The Jackson Hole speech from Chair Powell was not a market mover. However, Powel put effort in distinguishing between tapering bond purchases and raising policy rates – making clear there is not a fixed period between the end of QE and the first-rate hike, and policy developments will be dependent on the progress of the recovery.
The FTSE Canada Universe Bond Index return was relatively flat at -0.12% on the month. Yield curves steepened in a bearish fashion, with long-term yields rising by more than their short-term counterparts.
Credit in Focus
Corporate spreads were flat for the month, on average. Higher quality Banks, as well as the predominately BBB-rated sectors of Communications and Real Estate moved narrower, with all other sectors flat or modestly wider on the month. There was only about $4.3B of new issuance in August, the lowest supply for the month over the last six years. The pace of new issuance YTD is tracking about 4% higher than last year to the end of August.

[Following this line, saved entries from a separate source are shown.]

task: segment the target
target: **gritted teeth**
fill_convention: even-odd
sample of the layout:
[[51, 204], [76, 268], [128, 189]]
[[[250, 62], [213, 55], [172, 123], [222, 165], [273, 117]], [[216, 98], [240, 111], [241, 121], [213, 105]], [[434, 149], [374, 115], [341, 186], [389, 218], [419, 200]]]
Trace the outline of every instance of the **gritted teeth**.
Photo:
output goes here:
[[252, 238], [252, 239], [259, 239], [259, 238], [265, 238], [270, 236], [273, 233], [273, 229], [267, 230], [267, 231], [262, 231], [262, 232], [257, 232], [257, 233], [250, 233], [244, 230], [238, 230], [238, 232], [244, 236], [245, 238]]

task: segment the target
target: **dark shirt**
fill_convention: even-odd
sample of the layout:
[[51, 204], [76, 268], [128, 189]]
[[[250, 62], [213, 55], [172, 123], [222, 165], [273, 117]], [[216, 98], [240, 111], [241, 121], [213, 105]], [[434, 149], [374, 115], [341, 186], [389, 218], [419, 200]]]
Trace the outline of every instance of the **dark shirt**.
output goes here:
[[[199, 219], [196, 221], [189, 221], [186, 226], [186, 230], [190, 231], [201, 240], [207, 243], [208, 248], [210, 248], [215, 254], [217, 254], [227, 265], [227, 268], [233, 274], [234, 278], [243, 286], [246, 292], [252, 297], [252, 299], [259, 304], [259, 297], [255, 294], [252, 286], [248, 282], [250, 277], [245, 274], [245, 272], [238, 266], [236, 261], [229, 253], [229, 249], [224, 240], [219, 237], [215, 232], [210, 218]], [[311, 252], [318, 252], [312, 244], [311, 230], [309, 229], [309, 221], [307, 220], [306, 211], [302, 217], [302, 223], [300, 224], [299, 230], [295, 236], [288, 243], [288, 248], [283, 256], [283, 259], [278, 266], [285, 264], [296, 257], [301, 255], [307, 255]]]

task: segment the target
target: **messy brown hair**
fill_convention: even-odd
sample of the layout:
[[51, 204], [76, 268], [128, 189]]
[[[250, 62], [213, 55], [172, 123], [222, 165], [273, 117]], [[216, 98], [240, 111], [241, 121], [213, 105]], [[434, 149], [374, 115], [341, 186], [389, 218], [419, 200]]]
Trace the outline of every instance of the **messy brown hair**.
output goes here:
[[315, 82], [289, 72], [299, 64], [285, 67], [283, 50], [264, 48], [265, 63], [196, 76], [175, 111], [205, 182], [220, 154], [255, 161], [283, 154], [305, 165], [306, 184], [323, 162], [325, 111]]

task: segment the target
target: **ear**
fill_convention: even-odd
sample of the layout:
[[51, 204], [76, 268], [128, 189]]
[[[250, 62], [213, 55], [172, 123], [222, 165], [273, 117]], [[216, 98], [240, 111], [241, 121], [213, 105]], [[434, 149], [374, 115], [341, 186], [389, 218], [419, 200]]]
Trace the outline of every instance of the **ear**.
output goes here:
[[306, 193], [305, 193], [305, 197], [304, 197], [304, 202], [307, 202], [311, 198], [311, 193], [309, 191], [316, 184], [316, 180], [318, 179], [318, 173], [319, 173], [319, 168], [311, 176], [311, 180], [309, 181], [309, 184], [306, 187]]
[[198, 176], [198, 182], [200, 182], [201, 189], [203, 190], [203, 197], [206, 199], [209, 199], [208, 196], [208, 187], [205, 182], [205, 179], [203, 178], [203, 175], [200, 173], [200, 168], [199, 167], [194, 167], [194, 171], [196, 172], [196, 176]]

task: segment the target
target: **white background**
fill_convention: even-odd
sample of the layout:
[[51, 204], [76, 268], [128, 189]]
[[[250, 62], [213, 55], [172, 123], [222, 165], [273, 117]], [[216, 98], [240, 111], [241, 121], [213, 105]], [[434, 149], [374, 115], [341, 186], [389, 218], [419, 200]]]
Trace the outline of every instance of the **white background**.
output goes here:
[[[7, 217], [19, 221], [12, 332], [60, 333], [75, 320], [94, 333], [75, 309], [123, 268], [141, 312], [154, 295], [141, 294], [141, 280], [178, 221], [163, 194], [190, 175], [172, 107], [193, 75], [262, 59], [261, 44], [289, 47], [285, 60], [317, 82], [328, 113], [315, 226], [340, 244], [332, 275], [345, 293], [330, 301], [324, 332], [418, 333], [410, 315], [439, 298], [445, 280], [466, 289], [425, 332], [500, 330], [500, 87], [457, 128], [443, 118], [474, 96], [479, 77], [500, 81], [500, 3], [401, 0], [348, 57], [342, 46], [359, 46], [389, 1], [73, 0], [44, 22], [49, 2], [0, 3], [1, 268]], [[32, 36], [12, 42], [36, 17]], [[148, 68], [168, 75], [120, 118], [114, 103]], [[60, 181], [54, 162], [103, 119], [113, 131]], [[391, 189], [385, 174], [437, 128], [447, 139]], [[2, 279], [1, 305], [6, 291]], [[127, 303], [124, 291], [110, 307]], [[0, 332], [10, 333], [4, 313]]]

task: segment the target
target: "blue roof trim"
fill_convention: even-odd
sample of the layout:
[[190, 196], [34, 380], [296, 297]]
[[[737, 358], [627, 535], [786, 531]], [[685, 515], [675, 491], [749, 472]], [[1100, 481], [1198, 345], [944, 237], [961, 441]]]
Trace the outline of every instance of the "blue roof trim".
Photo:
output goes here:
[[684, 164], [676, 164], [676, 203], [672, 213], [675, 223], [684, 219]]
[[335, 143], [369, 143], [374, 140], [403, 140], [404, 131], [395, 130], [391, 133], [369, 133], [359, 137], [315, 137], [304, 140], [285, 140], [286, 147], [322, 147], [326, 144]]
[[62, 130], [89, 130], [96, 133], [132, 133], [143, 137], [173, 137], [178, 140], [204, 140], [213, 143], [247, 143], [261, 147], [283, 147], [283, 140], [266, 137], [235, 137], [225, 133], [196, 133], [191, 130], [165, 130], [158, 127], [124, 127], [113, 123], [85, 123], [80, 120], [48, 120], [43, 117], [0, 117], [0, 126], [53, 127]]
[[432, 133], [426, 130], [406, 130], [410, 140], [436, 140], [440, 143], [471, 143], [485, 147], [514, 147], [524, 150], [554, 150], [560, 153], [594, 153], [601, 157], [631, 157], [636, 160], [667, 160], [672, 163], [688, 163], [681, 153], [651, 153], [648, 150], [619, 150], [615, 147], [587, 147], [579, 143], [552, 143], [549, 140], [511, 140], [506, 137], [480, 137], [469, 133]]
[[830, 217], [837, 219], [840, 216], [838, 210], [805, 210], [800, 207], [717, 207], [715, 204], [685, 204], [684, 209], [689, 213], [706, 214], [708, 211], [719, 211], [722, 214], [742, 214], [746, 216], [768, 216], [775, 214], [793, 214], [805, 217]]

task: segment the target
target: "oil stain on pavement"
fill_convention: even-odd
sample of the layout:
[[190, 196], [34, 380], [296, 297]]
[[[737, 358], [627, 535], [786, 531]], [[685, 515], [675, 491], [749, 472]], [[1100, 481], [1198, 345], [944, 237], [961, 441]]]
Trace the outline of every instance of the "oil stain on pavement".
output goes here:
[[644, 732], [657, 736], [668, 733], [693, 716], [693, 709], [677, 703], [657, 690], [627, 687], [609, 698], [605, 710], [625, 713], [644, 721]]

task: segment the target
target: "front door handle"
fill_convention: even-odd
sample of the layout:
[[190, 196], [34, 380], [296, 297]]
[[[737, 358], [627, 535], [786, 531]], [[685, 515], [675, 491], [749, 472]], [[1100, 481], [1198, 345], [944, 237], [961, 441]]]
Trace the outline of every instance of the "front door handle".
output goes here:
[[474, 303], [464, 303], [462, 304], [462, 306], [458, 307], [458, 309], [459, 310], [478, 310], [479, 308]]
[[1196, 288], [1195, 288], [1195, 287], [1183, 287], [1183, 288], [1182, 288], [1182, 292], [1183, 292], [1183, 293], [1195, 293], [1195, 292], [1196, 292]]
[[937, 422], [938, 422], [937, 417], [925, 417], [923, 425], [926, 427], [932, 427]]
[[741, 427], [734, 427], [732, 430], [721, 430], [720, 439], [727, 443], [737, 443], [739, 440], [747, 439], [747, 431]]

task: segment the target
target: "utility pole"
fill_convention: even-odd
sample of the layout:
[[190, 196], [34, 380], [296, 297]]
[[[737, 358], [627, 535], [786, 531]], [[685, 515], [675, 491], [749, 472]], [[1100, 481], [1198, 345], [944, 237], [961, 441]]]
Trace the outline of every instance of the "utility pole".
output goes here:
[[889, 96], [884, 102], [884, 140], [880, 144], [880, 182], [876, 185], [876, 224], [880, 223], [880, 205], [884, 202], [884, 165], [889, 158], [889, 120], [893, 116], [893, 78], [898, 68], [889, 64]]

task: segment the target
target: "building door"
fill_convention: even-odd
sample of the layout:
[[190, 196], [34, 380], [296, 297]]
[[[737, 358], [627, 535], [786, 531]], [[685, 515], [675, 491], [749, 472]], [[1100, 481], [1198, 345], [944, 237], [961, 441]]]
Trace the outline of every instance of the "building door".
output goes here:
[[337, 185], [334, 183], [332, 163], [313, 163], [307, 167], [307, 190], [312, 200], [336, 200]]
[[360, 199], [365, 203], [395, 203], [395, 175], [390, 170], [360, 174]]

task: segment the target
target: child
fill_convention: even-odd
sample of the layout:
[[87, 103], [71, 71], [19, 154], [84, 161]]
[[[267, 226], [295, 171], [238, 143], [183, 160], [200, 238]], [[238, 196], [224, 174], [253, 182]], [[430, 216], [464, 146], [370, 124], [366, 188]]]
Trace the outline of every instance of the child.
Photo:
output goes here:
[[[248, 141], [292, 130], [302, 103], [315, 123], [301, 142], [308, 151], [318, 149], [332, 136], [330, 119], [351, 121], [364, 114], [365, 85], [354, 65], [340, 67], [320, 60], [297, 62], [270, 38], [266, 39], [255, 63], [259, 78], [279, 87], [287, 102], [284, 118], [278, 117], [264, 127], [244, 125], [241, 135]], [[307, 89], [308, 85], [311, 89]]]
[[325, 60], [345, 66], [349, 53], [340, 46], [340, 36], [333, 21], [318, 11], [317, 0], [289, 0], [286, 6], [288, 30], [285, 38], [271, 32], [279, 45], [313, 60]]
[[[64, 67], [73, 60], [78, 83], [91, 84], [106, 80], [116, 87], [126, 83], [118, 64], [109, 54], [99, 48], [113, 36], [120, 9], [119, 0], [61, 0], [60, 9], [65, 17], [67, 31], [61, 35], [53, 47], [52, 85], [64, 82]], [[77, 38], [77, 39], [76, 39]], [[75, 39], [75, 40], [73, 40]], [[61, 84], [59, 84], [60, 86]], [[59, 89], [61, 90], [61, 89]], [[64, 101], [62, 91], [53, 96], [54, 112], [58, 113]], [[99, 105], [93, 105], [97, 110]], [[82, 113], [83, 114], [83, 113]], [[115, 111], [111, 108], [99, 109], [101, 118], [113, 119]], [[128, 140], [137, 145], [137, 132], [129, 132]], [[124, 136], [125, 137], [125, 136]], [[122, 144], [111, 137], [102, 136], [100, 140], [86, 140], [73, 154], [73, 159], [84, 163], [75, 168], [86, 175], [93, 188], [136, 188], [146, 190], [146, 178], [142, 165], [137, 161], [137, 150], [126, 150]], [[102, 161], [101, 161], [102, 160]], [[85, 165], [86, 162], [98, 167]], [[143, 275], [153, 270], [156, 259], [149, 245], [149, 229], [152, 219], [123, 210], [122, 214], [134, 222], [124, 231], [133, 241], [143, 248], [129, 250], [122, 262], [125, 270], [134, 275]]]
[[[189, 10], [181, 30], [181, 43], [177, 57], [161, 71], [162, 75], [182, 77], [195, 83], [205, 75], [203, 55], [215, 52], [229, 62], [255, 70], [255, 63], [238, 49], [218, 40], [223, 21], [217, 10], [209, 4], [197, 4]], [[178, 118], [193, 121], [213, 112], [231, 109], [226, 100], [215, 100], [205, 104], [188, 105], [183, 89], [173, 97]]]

Provincial bonds were modestly negative and underperformed corporates across the maturity spectrum on the month. All provinces saw spreads widen in the 10- and 30-year parts of the curve, with modest spread narrowing in the 5-year sector. Many of the provinces may see upsides to their fiscal position as updates are reported, as deficit estimates are likely to come in lower than estimated, albeit at elevated levels.